4. Quality : Reducing Human Error in Precision Tasks #
Human error is often a major factor in inconsistent quality during manual pick-and-place tasks, particularly when precision is required. Manual labor causing variability in positioning, which can result in misaligned or defective placements. By automating the process with an upward-looking camera and tool shift, this method ensures consistent accuracy and precision, reducing the risk of defects caused by misalignment. The system can self-correct and adjust on the fly, offering a stable and repeatable process that enhances product quality, especially for tasks that demand high precision.
Real Case Example: In semiconductor manufacturing, placing tiny chips on a board with high accuracy is critical. The upward-looking camera enables the robot to adjust for any micro-level misalignments and achieve placement with minimal error.
Process Workflow #
TEACH THE TARGET POSITION : #
Note : Make sure a workspace has been created for Upward Looking – Position Compensation before starting this project.

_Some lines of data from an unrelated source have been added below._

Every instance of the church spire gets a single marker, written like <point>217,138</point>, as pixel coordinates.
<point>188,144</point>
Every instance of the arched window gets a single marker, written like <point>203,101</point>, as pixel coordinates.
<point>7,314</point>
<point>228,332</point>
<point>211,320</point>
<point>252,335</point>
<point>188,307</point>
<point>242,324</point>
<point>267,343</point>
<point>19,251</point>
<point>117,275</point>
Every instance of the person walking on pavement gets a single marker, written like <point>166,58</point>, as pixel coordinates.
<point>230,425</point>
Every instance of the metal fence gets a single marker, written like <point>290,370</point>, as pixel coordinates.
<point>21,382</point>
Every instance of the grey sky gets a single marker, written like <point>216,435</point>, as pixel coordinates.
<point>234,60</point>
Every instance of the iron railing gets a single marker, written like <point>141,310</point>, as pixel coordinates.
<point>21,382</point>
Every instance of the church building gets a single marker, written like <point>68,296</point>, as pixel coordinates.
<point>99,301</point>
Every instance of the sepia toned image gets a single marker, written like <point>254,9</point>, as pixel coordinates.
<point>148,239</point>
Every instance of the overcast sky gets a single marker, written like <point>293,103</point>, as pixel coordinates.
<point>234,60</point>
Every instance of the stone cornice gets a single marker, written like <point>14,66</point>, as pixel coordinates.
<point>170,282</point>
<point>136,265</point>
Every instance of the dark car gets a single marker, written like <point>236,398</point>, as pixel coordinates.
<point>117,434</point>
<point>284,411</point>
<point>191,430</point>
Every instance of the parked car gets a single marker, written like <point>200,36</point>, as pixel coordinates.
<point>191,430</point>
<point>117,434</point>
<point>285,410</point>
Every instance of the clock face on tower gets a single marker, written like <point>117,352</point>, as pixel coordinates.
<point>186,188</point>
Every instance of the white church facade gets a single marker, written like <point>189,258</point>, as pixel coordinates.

- Place the object at the target (place) position and record the point.
2. Bring the object with the tool and create an upward-looking Vision Job, referred to as “UPL” in this example.
Then, [save as] another Vision Job based on this one, called ‘UPL1’ in this example.
(Note that both vision jobs should be created within the same vision job to ensure alignment of features and reference points, so the compensated points will remain accurate after the tool shift. )
3. Copy the target position point from Step 1 and overwrite the tool to use the TCP generated by the first vision job ‘UPL’ V1 in this example.
TEACH THE INITIAL POSITION : #
4. Move your object to the initial position (picking point), then drag your robot to the picking point and record the point.
5. Drag a vision node and select ‘UPL1’ as the Vision Job in this example.
6. Copy the target point created in step 3. Then click on the pencil icon to edit the point on TMflow, select [TOOL SHIFT to vision TCP_UPL1 in this example] and choose [KEEP PATH]
Using TOOL SHIFT and KEEP PATH together lets the robot correct for any deviation in the object’s position or orientation after picking it up. The upward-looking camera calculates the adjustment, and the tool shifts from V1 to V2 to place the object accurately without changing the robot’s programmed path.
FINAL – PLAY THE PROJECT #
After teaching the target and initial position, you can start your project directly from the initial position (step 4) on TMflow and exclude the vision job process [start –> step 4 –> step 6]
Conclusions #
Integrating an upward-looking camera with tool-shift functionality offers a streamlined and precise solution for performing pick-and-place operations from a specific point to another without the need for vision-based feedback. Unlike traditional methods that simply record pick and target points, this approach leverages positional compensation and tool shift adjustments to ensure accuracy. This method particularly suitable for cases involving tiny objects with very precise positions and minimal tolerances, such as placing components on CNC machines or chips on PCBs. With one-time teaching and real-time corrections, the system delivers precise placement without repeated calibrations, enhancing efficiency.